Since then, Russia has tried to initiate domestic manufacturing of cruise missiles largely thanks to procuring electronics on the black market, latest reports claim. The struggle highlights the idea that many reports have explored since the start of the war: that modern armies, geared towards small-scale expeditionary wars, often struggle to keep up with a large-scale conflict when it comes to munitions expenditure.
The unsustainability of mass use of costly high-tech weapons, such as laser-guided missiles, has been highlighted for decades. Between Ukraine’s use of the latest air defense systems against low-tech Iranian drones and Russia’s expenditure of cruise missiles on tactical targets, the idea that precision weapons really ought to be cheaper becomes clear.
The alternative to that is reverting to unguided weapons, or so-called ‘dumb bombs’, that also see wide use in Ukraine, and are much less effective, as well as resulting in immense collateral damage.

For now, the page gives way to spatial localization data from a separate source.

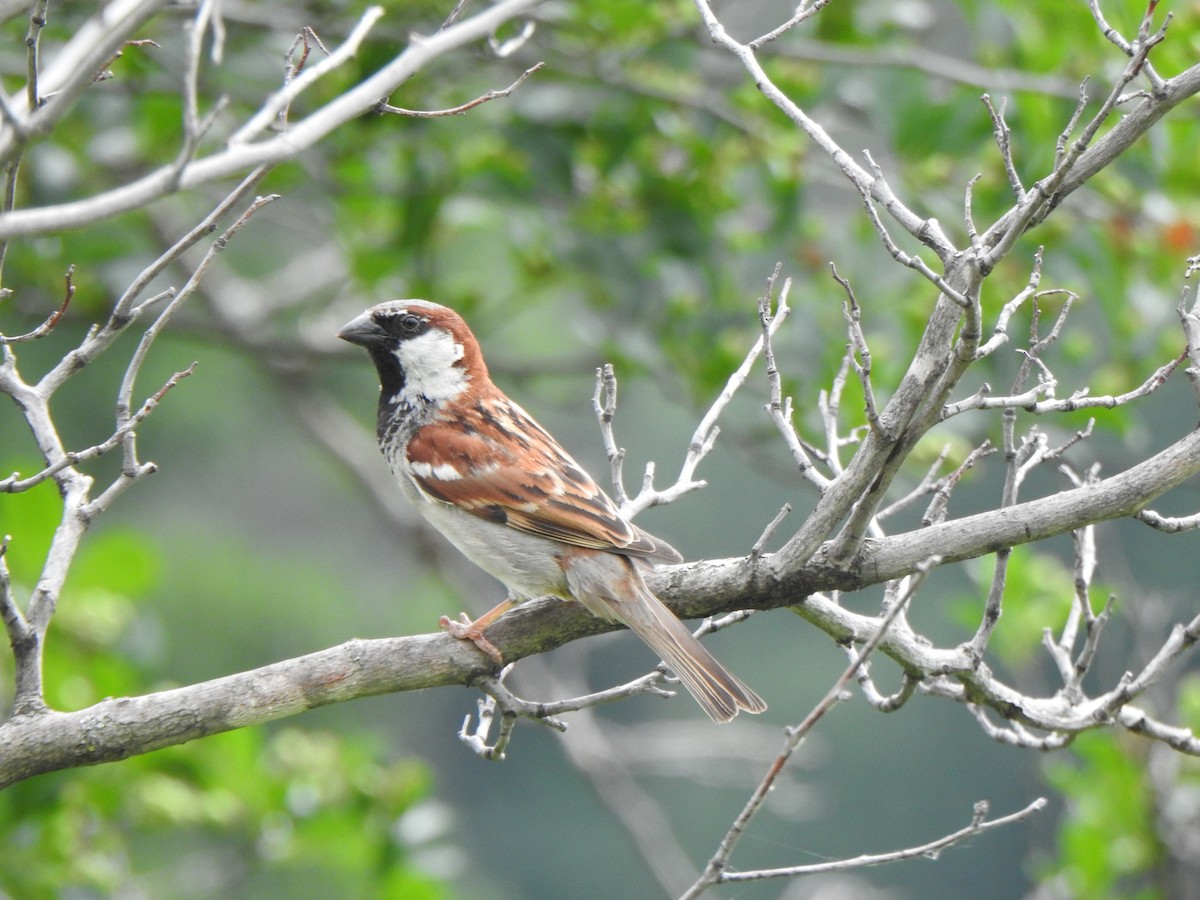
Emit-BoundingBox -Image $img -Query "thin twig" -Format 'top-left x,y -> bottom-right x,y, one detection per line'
24,0 -> 48,112
690,0 -> 957,262
275,28 -> 330,131
1101,611 -> 1200,720
964,172 -> 983,257
623,269 -> 795,515
35,167 -> 272,397
716,798 -> 1047,884
1120,694 -> 1200,753
852,657 -> 918,713
946,354 -> 1181,416
228,5 -> 385,145
984,3 -> 1169,267
1175,279 -> 1200,405
1087,0 -> 1167,92
1137,509 -> 1200,533
457,666 -> 677,760
693,609 -> 758,639
1055,79 -> 1091,169
921,440 -> 995,528
439,0 -> 472,32
982,94 -> 1023,199
969,706 -> 1072,750
0,534 -> 30,646
683,572 -> 921,898
749,504 -> 791,559
182,0 -> 210,144
818,354 -> 851,475
0,363 -> 197,494
749,0 -> 836,49
377,62 -> 544,117
592,363 -> 628,506
876,444 -> 952,522
973,249 -> 1048,360
488,19 -> 536,57
85,193 -> 279,519
832,263 -> 881,433
0,264 -> 74,345
856,151 -> 970,306
760,266 -> 827,490
92,38 -> 162,84
0,153 -> 20,291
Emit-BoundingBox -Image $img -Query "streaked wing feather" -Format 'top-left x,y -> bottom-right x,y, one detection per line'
406,408 -> 673,559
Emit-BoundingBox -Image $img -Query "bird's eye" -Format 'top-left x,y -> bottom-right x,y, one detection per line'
397,313 -> 424,335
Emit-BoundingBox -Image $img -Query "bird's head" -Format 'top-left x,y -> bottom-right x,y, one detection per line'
338,300 -> 489,409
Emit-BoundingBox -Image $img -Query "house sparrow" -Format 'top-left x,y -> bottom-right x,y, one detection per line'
338,300 -> 765,722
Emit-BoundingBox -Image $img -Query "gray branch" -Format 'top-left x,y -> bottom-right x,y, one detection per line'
2,424 -> 1198,786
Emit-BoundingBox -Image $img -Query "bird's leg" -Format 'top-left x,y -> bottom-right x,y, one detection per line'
440,597 -> 516,664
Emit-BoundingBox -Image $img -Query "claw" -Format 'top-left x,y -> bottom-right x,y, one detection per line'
440,613 -> 505,664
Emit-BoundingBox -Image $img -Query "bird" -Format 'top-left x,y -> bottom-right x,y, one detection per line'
338,299 -> 765,722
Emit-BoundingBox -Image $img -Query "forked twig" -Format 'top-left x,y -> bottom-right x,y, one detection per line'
613,267 -> 796,517
1,363 -> 197,493
457,666 -> 679,760
593,363 -> 628,505
761,266 -> 827,489
831,263 -> 881,433
982,94 -> 1023,200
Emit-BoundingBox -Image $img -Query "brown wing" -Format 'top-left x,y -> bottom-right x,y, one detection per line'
406,398 -> 680,562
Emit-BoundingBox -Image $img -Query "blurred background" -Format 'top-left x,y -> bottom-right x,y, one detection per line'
1,1 -> 1198,897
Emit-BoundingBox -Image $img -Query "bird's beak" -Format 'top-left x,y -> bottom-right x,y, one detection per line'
337,311 -> 388,347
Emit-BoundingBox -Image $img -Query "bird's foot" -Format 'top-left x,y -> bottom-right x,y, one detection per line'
440,613 -> 504,664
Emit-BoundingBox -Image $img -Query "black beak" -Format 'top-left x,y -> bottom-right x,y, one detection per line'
337,312 -> 388,347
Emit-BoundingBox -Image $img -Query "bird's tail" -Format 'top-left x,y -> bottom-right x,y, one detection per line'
564,555 -> 766,723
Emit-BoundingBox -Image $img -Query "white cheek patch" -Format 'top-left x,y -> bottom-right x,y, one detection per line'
390,329 -> 469,404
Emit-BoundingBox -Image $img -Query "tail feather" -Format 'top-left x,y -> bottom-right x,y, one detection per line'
564,554 -> 766,722
626,587 -> 767,723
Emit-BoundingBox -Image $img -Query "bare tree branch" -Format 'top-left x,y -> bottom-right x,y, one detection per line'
690,0 -> 957,261
683,573 -> 921,897
376,61 -> 545,118
2,15 -> 1200,900
0,0 -> 553,238
708,798 -> 1047,886
1,413 -> 1196,786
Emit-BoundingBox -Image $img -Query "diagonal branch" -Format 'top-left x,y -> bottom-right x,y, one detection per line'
228,7 -> 384,144
981,62 -> 1200,251
0,363 -> 195,494
0,0 -> 167,165
690,0 -> 957,262
684,568 -> 919,898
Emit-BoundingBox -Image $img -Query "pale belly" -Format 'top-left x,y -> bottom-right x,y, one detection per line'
418,499 -> 571,601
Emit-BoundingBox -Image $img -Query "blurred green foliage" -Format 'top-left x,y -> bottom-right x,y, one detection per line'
954,550 -> 1077,666
1,1 -> 1199,898
0,723 -> 448,899
0,463 -> 449,899
1042,732 -> 1162,899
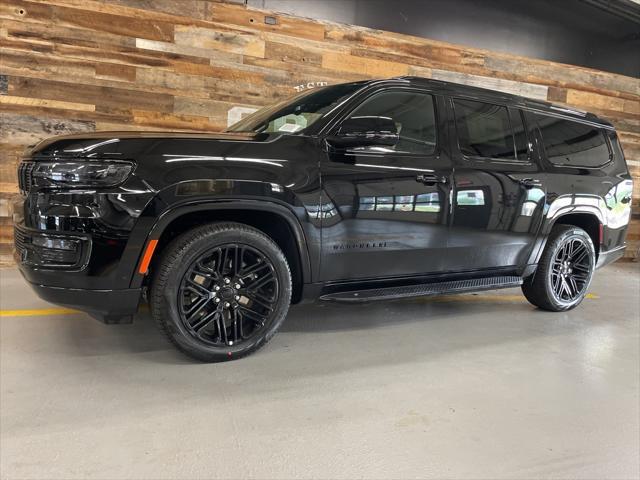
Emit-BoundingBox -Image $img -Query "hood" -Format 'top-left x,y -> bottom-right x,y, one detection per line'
27,131 -> 266,159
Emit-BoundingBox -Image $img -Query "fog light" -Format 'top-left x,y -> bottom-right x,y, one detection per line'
30,235 -> 83,267
31,236 -> 79,251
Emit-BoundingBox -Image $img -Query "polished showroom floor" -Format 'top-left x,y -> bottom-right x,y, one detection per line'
1,262 -> 639,479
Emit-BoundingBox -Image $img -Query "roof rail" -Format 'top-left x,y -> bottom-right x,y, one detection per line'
549,105 -> 588,117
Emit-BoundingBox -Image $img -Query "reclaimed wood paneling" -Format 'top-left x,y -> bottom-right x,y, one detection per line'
0,0 -> 638,260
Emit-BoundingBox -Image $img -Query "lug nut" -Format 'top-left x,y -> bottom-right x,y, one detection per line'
224,278 -> 230,284
234,295 -> 240,301
214,285 -> 220,291
224,302 -> 230,308
234,283 -> 241,289
214,298 -> 220,303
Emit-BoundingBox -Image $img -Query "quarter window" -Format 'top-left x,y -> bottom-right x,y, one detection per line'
346,91 -> 437,155
454,99 -> 521,160
535,114 -> 610,167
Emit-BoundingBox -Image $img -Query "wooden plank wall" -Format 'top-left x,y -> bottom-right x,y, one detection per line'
1,0 -> 639,260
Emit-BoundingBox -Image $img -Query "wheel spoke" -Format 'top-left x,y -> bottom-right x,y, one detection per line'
191,310 -> 218,333
243,291 -> 275,311
233,246 -> 244,276
237,309 -> 246,339
566,240 -> 575,259
572,248 -> 589,266
248,270 -> 275,291
572,263 -> 590,273
185,278 -> 211,297
238,304 -> 266,325
193,262 -> 219,282
553,275 -> 563,296
239,261 -> 270,279
568,275 -> 579,295
185,297 -> 211,320
572,272 -> 590,282
218,247 -> 229,276
215,310 -> 229,344
561,277 -> 572,299
232,308 -> 239,342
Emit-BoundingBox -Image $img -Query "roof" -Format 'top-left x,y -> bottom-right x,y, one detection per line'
359,76 -> 612,128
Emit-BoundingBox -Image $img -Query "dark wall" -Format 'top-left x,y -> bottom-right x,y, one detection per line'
248,0 -> 640,78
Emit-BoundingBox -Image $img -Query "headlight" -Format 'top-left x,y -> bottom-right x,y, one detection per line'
30,161 -> 134,188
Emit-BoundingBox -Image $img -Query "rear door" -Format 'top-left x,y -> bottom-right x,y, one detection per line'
447,97 -> 546,272
319,88 -> 454,281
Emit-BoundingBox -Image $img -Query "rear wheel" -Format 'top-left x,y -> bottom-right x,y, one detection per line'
151,222 -> 292,362
522,225 -> 595,311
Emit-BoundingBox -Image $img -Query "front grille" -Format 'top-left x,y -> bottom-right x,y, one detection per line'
17,161 -> 35,193
14,227 -> 28,258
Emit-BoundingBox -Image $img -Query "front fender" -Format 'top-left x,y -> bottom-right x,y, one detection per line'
125,187 -> 315,289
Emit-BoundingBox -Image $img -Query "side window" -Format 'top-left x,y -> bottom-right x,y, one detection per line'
453,99 -> 519,160
535,114 -> 611,167
346,91 -> 437,155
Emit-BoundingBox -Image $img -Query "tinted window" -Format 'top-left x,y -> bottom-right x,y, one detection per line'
454,99 -> 517,160
535,114 -> 610,167
347,91 -> 437,154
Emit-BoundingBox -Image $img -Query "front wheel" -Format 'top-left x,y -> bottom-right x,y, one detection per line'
522,225 -> 596,312
151,222 -> 292,362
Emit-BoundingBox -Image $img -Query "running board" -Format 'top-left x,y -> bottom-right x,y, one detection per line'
320,276 -> 523,303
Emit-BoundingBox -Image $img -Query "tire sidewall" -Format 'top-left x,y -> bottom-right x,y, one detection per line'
156,226 -> 291,360
542,228 -> 595,311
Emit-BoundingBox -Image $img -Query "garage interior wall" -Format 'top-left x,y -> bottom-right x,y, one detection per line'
1,0 -> 639,260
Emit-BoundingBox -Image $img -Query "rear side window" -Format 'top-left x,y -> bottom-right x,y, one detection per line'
453,99 -> 529,161
535,114 -> 611,167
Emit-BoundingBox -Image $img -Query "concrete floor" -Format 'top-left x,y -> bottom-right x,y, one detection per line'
1,263 -> 639,480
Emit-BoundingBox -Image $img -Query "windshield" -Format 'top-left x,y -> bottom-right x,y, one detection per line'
227,82 -> 365,134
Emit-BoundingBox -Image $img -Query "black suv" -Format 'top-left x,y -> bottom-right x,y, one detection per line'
14,77 -> 633,361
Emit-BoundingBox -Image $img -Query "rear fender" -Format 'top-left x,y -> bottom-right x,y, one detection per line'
525,194 -> 606,273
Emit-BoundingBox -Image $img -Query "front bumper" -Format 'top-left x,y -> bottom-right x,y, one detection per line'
23,278 -> 141,324
13,195 -> 148,323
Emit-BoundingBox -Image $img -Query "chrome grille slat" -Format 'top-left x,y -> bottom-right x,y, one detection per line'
14,227 -> 27,257
18,161 -> 35,193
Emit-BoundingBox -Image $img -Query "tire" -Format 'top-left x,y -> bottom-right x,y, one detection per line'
522,225 -> 596,312
150,222 -> 292,362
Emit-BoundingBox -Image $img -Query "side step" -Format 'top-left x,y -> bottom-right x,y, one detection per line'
320,276 -> 523,303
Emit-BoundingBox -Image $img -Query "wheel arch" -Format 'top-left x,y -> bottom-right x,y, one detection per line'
552,213 -> 601,257
133,200 -> 312,303
530,210 -> 603,269
523,193 -> 608,278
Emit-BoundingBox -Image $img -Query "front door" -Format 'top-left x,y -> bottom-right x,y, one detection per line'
319,89 -> 453,281
446,97 -> 546,272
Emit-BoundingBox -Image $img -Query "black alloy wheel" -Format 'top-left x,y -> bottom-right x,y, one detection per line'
548,236 -> 592,303
522,225 -> 596,312
151,223 -> 292,362
179,244 -> 278,347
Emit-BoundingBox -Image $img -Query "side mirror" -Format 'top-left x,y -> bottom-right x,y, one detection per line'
327,116 -> 399,149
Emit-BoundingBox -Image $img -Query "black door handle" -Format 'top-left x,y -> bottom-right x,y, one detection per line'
416,174 -> 448,185
519,178 -> 542,189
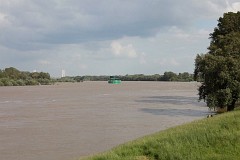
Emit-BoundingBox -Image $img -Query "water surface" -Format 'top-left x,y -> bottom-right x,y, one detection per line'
0,82 -> 209,160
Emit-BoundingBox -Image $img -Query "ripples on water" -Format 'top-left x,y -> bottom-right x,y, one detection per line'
0,82 -> 209,160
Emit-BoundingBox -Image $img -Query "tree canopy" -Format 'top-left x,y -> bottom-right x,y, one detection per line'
194,12 -> 240,111
0,67 -> 52,86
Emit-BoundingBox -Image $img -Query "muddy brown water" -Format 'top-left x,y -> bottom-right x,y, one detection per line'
0,81 -> 209,160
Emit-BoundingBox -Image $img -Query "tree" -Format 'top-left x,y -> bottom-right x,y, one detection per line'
39,72 -> 50,79
0,67 -> 52,86
178,72 -> 193,82
0,69 -> 4,78
4,67 -> 21,79
161,72 -> 178,81
194,12 -> 240,111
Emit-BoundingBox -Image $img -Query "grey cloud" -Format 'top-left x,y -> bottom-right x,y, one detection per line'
0,0 -> 232,51
1,0 -> 239,76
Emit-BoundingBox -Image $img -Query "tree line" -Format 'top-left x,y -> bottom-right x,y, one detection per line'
0,67 -> 194,86
56,72 -> 194,82
0,67 -> 52,86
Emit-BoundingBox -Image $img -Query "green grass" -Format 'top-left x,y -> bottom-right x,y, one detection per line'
82,110 -> 240,160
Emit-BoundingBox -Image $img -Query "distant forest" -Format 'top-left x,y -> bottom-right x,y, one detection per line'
0,67 -> 52,86
57,72 -> 194,82
0,67 -> 194,86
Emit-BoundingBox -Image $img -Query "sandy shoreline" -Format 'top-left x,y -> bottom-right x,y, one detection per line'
0,82 -> 209,160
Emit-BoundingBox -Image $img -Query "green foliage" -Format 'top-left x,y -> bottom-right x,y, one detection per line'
74,76 -> 84,82
16,79 -> 26,86
56,72 -> 193,82
0,78 -> 13,86
178,72 -> 193,82
56,76 -> 77,82
120,74 -> 161,81
83,110 -> 240,160
194,12 -> 240,111
160,71 -> 178,81
0,67 -> 52,86
4,67 -> 21,79
0,69 -> 4,78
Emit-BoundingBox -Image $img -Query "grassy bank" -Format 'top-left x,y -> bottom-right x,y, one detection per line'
83,110 -> 240,160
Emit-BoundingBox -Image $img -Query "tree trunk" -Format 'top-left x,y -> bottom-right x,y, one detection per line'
227,99 -> 236,111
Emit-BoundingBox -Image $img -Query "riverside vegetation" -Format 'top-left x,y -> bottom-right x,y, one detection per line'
0,67 -> 194,85
56,72 -> 194,82
83,109 -> 240,160
0,67 -> 53,86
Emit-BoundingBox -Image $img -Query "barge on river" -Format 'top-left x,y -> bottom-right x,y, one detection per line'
108,76 -> 121,84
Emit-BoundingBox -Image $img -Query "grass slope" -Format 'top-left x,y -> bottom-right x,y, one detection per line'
83,110 -> 240,160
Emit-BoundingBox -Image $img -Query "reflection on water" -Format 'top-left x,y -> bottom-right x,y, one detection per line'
0,82 -> 209,160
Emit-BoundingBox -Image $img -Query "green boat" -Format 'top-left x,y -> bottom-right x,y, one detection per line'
108,76 -> 121,84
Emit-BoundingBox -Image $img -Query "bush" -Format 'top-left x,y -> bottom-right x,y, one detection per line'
26,79 -> 39,85
37,78 -> 51,85
10,80 -> 19,86
16,79 -> 26,86
0,67 -> 53,87
0,78 -> 13,86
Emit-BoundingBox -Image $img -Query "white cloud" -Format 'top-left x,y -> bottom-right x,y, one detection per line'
170,59 -> 180,66
168,26 -> 191,39
139,53 -> 147,64
38,60 -> 51,65
154,58 -> 180,67
110,41 -> 138,58
77,64 -> 87,70
226,1 -> 240,12
0,13 -> 9,27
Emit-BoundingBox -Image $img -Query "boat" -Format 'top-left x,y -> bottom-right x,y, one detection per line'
108,76 -> 121,84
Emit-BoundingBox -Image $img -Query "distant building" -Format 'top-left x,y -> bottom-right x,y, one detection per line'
61,69 -> 66,77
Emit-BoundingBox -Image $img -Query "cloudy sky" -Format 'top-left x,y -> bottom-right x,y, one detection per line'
0,0 -> 239,77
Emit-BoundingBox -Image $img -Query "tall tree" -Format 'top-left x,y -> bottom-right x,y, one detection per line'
194,12 -> 240,111
161,71 -> 178,81
4,67 -> 21,79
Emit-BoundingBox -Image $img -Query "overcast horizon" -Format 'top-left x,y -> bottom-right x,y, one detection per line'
0,0 -> 240,77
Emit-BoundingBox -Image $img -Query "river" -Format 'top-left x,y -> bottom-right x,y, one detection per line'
0,81 -> 209,160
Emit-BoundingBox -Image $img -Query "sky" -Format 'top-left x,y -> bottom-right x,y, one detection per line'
0,0 -> 240,77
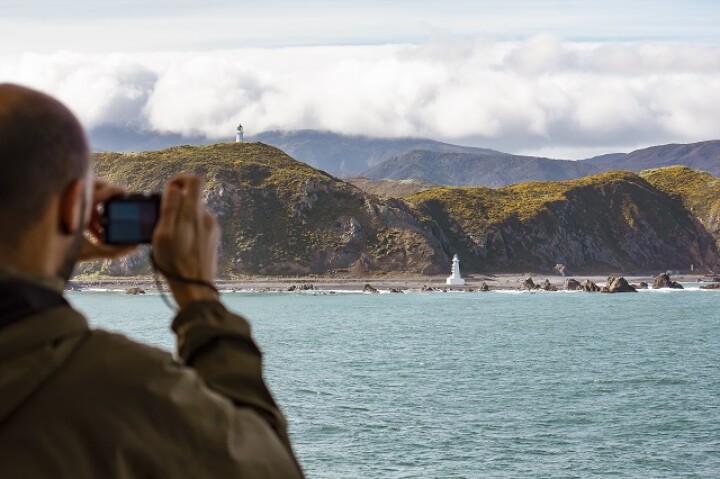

Several initiatives to develop or produce cheaper precision weapons – and even deliver them to Ukraine – have been proposed. The Pentagon started evaluating production of the GLSDB, a ubiquitous GBU-39 bomb modified with a rocket motor. The UK included the development of a low-cost cruise missile into weapons production plans. The pitches of both cases cited the Ukraine war as a major influence.
Heavy use of unmanned aerial vehicles has been a prominent feature of many armed conflicts in previous decades. The war in Ukraine ramped up this trend even further. From grainy footage of Bayraktar TB2 strikes to videos of DJI Mavics engaging in dogfights, drones have been in the spotlight since the start of the war.
Investments into unmanned technologies skyrocketed: Baykar admitted struggling to keep up with the inflow of orders for the TB2, while production of loitering munitions increased dramatically. Some analysts even predict that military purchases are going to become the main driver in the commercial drone market.
However, the fact that drones are important is a lesson that militaries learned decades ago. Russia’s invasion of Ukraine supplemented that lesson with another one: it is important to use drones wisely.
According to Volker, Bayraktars were highly effective during the opening phase of the war, while GBAD networks were still not established – however, the effectiveness of these slow, low-cost machines has waned since then. Bronk agrees with that, and adds that Russia experienced the same struggle with their equally cheap Orlan drones that are only effective if the enemy’s air defenses are not well set up – otherwise the service life of any conventional drone becomes very short.
It has long been understood that non-stealthy, non-autonomous drones have limited applicability on a battlefield where air defenses are active, and the war in Ukraine has illustrated that once again. Autonomy, attritability and other measures can mitigate that to some extent, analysts argue, but it should be noted that drones alone are not a magic technology that will change the way wars are fought.